Speck v. Spadafore - Superior Court - March 22, 1006http://www.courts.state.pa.us/OpPosting/Superior/out/A05024_06.pdf
Unmarried parents had 9 y/o child. A York County order was entered giving parties shared legal custody, mother primary physical custody, and father partial custody, with almost daily contact. In 2005 mother filed a petition to modify to allow her to relocate with the child to Butler County, near Pittsburgh, in light of her impending marriage. The trial court granted mother's motion and gave father partial custody during most of the summer.
The appellate court found that the "trial court focused on Mother's personal happiness to the virtual exclusion of the other relevant facts," in spite of its finding that the current arrangement was working well for the child, including almost daily contact with the father and the fact that all extended family from both sides live in the Harrisburg area, within 10 minutes of both parties' homes.
The court said that it was "clear that the only improvement is in Mother's personal relationship" and that the "detriments were numerous and significant," including the "disruption of [the father-child] relationship" and the separation of the child from two half-siblings -- the children of father and his girlfriend, who have lived together for 6 years. Quoting Jane Austen's Mansfield Park, the court said that "children of the same family, the same blood, with the same associations and habits, have some means of enjoyment in their power, which no subsequent connections can supply....' Relocation cases have highlighted the enduring value of the maintenance of sibling relationships."

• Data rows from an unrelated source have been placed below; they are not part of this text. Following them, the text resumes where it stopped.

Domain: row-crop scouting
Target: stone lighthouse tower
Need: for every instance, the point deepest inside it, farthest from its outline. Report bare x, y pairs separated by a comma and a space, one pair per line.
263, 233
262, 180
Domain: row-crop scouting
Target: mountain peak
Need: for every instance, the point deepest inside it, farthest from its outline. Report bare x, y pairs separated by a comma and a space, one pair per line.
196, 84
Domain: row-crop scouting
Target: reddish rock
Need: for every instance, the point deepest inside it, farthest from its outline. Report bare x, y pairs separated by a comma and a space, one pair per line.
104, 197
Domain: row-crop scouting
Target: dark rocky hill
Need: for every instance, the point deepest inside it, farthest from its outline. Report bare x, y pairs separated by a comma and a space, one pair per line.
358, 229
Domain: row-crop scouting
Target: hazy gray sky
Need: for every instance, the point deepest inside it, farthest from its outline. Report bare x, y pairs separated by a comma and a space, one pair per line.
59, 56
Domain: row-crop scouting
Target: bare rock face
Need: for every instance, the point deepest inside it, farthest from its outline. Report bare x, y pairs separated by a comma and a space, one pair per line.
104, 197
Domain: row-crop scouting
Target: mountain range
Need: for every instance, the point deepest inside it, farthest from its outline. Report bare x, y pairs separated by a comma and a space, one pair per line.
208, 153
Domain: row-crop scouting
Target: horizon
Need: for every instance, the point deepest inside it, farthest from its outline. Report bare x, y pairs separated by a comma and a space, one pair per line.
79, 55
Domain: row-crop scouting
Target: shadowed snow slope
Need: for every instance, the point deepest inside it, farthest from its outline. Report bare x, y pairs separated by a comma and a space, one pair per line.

"While relocation may enhance Mother's own personal and emotional happiness and well-being, our concern must be centered upon whether the move is in the child's best interest....[T]he custody parent bears the burden of establishing a significant improvement in the quality of life for that parent and child...We can identify no significant benefits of relocation to the child in the instant case. The reality is that [the child] enjoyed a good quality of life, surrounded by loving parents, siblings, extended family, a sound school, a circle of friends, and extracurricular activities."
The only benefit identified to mother was her relationship with her new husband. This "relocation had one goal, Mother's cohabitation with the man she intended to marry...[T]hat one fact, alone, is simply not enough to require a ten year-old child to relinquish his parental and familial supports, the very relationships that will enrich and sustain him as he grows to adulthood."
The opinion contains a complete statement of its scope and standard of review, along with the factors relevant to a relocation case.